Traders (and talking heads) often speak about the ongoing battle between bulls and bears, or the struggle between buyers (demand) and sellers (supply).  Technical analysts will tell you that these epic battles are fought on lines referred to as the support and resistance levels.  These are the price points where the most trading occurs.  Support levels are where demand is perceived to be strong enough to prevent the price from falling further.

Conversely, resistance levels are prices where supply is thought to be strong enough to prevent prices from rising higher.  Part of the trend is to bounce around within the price channels, and traders will buy when a price touches support and sell when it touches resistance levels.  If a price breaks above resistance, the resistance level becomes support for the next leg higher.  Breaking out above resistance, then, is a bullish sign.  As you would expect, falling below support is a bearish signal, and the former support level becomes the resistance level for the next leg.

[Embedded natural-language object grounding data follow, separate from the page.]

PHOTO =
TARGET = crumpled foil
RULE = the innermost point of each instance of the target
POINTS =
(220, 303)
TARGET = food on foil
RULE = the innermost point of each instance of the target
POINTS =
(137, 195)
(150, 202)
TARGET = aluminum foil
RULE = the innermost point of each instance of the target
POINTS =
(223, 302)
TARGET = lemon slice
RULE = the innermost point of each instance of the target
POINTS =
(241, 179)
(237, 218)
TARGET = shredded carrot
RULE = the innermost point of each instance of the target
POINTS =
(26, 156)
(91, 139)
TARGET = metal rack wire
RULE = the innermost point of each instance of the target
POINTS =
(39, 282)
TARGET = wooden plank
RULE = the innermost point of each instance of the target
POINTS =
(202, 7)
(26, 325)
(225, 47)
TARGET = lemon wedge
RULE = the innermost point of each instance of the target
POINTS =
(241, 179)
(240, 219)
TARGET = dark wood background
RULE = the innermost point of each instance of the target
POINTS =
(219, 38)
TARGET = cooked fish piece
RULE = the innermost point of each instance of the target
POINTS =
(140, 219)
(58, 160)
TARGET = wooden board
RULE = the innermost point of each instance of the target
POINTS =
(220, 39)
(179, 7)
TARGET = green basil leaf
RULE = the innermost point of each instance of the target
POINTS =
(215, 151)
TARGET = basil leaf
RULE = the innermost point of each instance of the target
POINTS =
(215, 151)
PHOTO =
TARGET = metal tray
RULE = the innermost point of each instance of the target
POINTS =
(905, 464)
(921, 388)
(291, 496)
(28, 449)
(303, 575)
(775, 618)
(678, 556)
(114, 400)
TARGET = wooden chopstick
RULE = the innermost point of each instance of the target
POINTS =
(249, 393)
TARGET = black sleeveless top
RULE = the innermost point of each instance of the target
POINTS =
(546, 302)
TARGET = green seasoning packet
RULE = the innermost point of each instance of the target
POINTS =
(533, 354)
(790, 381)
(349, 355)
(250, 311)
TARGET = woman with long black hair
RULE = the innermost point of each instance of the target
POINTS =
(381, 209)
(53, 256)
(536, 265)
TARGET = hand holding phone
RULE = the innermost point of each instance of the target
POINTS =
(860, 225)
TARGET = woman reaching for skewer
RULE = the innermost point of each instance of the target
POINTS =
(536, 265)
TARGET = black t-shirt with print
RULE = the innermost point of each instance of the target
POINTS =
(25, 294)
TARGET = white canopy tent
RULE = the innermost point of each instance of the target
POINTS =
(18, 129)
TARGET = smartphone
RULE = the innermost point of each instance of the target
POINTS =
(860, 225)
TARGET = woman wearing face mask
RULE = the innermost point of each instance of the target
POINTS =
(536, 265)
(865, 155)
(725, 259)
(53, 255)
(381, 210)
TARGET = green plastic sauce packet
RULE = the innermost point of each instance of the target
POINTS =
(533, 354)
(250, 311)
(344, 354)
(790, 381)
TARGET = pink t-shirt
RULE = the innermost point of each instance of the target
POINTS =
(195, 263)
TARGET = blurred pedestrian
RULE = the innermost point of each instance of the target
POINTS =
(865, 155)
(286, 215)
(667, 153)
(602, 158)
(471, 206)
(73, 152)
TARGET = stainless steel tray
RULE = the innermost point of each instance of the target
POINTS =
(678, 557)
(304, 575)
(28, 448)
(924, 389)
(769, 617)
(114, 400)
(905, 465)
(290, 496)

Volume is the number of shares that trade over a given period, which is most often one day.  On price charts, the volume is expressed as a bar chart directly below the price chart with the height of the bar showing how many shares have traded per period.  Volume charts can also be evaluated to show trends of increasing or decreasing volume over time.  To confirm trends and chart patterns, Technical analysts use volume.  The strength of a price movement is measured chiefly by the volume.  If a price changes substantially on low volume, it is not likely the change is sustainable.  If the change occurs on heavy volume, then it may well signal a reversal of the price trend.  A final important concept to understand is that price is preceded by volume.  Technical analysts closely watch volume to predict when reversals are likely to occur.  This means that volume changes can be a predictor to price changes.  If the volume is decreasing in an uptrend, it could signal that the uptrend is ending and a reversal may be likely.

Identifying trends, support and resistance levels, and price patterns leaves much up to the subjective impressions of the trader.  Some traders prefer methods that are more objective.  Emotions and biases may cloud an investor’s judgment.  In other words, there is a tendency to see what you want to see in chart patterns and “eyeballed” trend lines.  Using indicators and oscillators is one way to reduce the degree of discretion required in technical analysis.  Indicators like moving averages help determine the trend and provide potential entry signals.  Oscillators help identify changes in momentum and sentiment.

Technical Analysis and the Random-Walk Theory

Professor Malkiel provides us with a blistering attack of technical analysis.  Perhaps the most devastating wave of this attack is when he compares the stock market to the average length of a hemline in women’s fashion and finds a correlation.  In other words, technical analysis spends all of its time looking for correlations, but most of these correlations are spurious at best.  By spending all of your time looking at charts, you’re essentially cutting yourself off from a broader picture, making the spurious correlations even worse.